As far as I could see then, and as far as I can see now, Laurie Lee had got Spain exactly right.
Jeremy Atiyah
Published by Penguin at pounds 5.99

Sunday, June 13, 1999

When cruises are bargains

When cruises are bargains and luxury villas look like good deals, what does it take to blow real money on a holiday?

It is a God-given truth: not everyone wants a year's supply of beer or even a family car. But everyone wants "a luxury holiday for two". Or do they? The winner of the luxury holiday in Australia described on the front page of this section seems to have had a moderately good time, though not as good as you might have hoped. Was his holiday not expensive enough?

I've been wondering what I would do if I was forced to take the most expensive holiday in the world. A cruise perhaps? How about a ride on a ship called the Crystal Symphony, due to set off on a 104-day journey next January from Los Angeles to Southampton via Asia and Africa? The brochure price is given as "from" pounds 25,000. Plenty of money - but still only pounds 240 a day. The amazing thing about cruises is how disappointingly cheap they can be. A 127-day cruise on the Ocean Explorer I, travelling over the millennium, starts from a mere pounds 7,455, which (at less than pounds 60 a day full-board) sounds little better than a poor-house.

A rather quicker way to get through the same amount of money would be to rent a luxury villa on an island like Mustique in the Caribbean. Glancing through brochures, I have found a nice looking place called Frangipani with an 18-metre swimming pool, four acres of landscaped gardens, "unparalleled" views over the Caribbean Sea, four cars and a staff of six. The rental price in high season is around pounds 15,000 a week which is slightly less than the purchase price of a small cottage in Wales.

But even this strikes me as surprisingly modest - after all, the villa has seven bedrooms and can house up to 14 people.

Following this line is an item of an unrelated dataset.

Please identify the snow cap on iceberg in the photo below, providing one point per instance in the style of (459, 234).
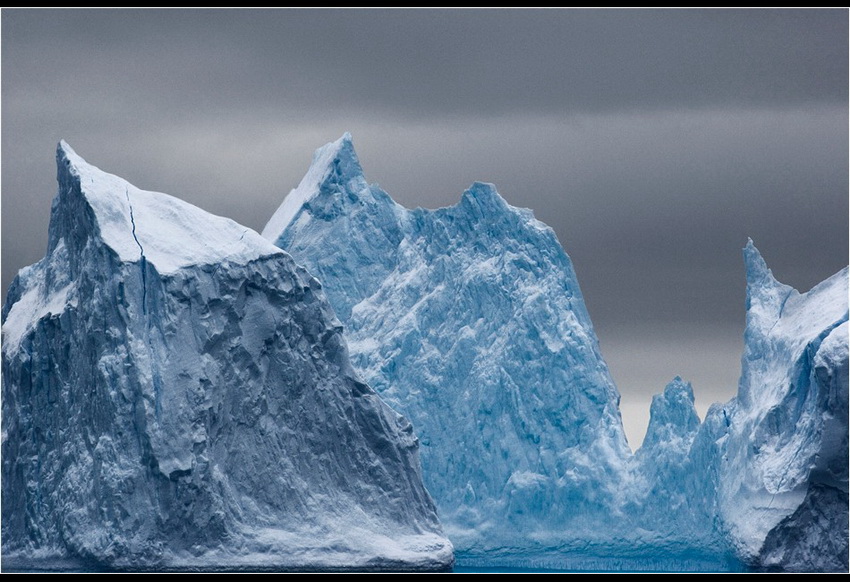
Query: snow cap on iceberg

If you have a large family, this brings the price down to only just over pounds 1,000 per person per week. I've probably been on holidays as expensive as that.

To move into the super-league of really expensive holidays, do you then have to move away from luxury and get more into the expeditionary line of holiday? I've just received an extraordinary brochure from a company called Adventure Network (tel:             01494 671808      ) which offers holidays to the South and North Poles.

It may sound like a bad joke at the expense of Captain Scott, but it is even possible to book a holiday which involves travelling on skis all the way to the South Pole from a base camp known as Patriot Hills. The trip lasts about nine weeks, takes place under the midnight sun, and is apparently quite safe given the availability of instant relief from light aircraft which can land anywhere on the ice.

According to the brochure, smoked salmon, chocolate mousse, Mexican tacos and Roquefort spinach ravioli are all on the menu, as well as fresh fruit, vegetables and "excellent local wines" flown in from Chile. The price? Well blow me down with a 60-knot wind. Even this extravaganza will only cost about pounds 28,000 (starting and finishing your journey in Chile). Barely more than a cruise.

To spend more than this it looks as though you would have to risk your neck climbing Mount Everest or being blasted into space. I think I would rather take a luxury holiday for two.